The detentions of the business executives were not warranted.
This is so because the discretion of the police to arrest and detain should be exercised judiciously.
The police are required to exercise their discretion to arrest in circumstances where there are reasons to believe that the suspect will not turn up for trial.
In considering whether a suspect will abscond his individual circumstances should be considered.
It can not be said that the business executives that were arrested and detained would abscond in view of the fact that fines and not incarceration were the likely penalties they would suffer in the event of any conviction.
It is inconceivable in the circumstances how the police would exercise the discretion to detain business people when upon conviction they were merely liable to pay a fine.
Statutory Instrument 142 of 2007 and indeed any regulations made in terms of the Control of Goods Act (Chapter 14.05) regulate the sale of goods only and not any other services unrelated to the sale of goods.
The only services regulated by the instrument are “services relating to the distribution, disposal, purchase and sale of such commodities”.
It is clear that the transport business, for example is exempt from the operation of Statutory Instrument 142 of 2007.
Consequently, the arrest and detention of owners or drivers of commuter transport and the seizure of their buses/vehicles for purportedly overcharging the fares were and remain unlawful in so far as their services are not goods in terms of the Control of Goods Act and the regulations made thereunder.
The regulation or purported monitoring of businesses falling under professions that are self-regulating ostensibly using the regulations relating to goods is also unlawful in that it subjected professions to regulation by a body other than their professional bodies.
Professions such as of doctors, accountants, real estate agents and lawyers have their own professional regulatory bodies which are usually independent and must not be controlled by anyone to maintain the integrity and credibility.
This self-regulation is done for standards to be set and maintained by persons with the knowledge of the workings and ethics of these professions.
For a taskforce set up and controlled by the Minister of Industry and Trade to purport to regulate these professional bodies is illegal, highly unethical and seriously compromises their independence and self-regulation
It follows therefore that the past and any ongoing detentions of business executives were and are unlawful and smack of political expediency and reckless populist considerations.
Business owners were sacrificed on the altar of political expediency.
This is yet another example, after the farm invasions, of the government’s propensity to resort to looting and expropriation to gain short term political support.
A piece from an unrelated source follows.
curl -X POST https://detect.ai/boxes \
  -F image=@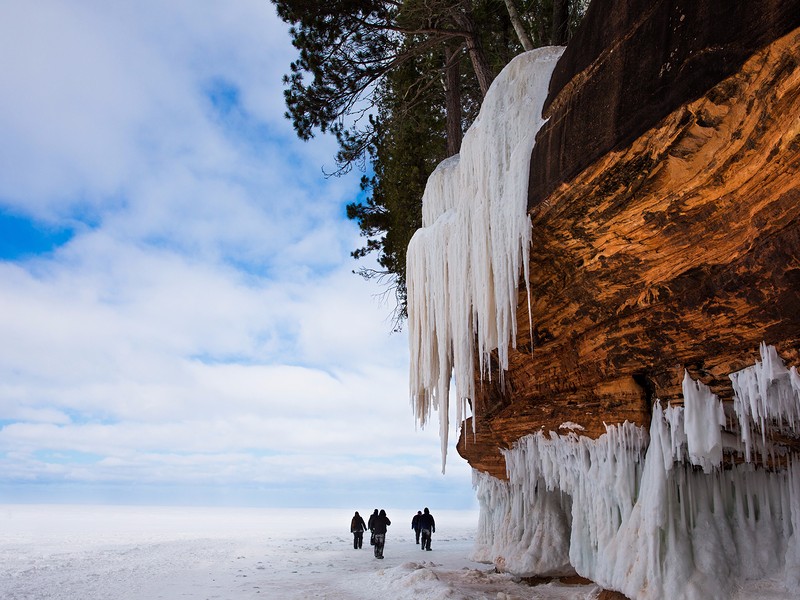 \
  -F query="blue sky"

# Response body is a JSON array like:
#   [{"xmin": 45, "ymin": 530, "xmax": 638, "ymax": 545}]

This culture of flagrant lack of respect for private property rights has been at the centre of investor loss of confidence in the Zimbabwean economy.
This view is buttressed by the statement of the president to the effect that the government will expropriate businesses which do not comply with the government’s orders to reduce prices.
It is therefore clear beyond doubt that the decision to slash prices without regard to the viability of businesses and the continued availability of such goods if business adhered to these ridiculous prices was a political as opposed to an economic decision.
Zimbabwe’s economy can only recover if there is restoration of good governance and the rule of law, respect for human dignity and rights and a culture and climate of accountability and anti-impunity.
This cannot be achieved so long as the public policy making process is privatised and subordinated to narrow and short term party political expediency.
Without respect for the rule of law and human rights economic development will forever remain a pipe dream.
*Trust Maanda and Arnold Tsunga are lawyers with the Zimbabwe Lawyers for Human Rights.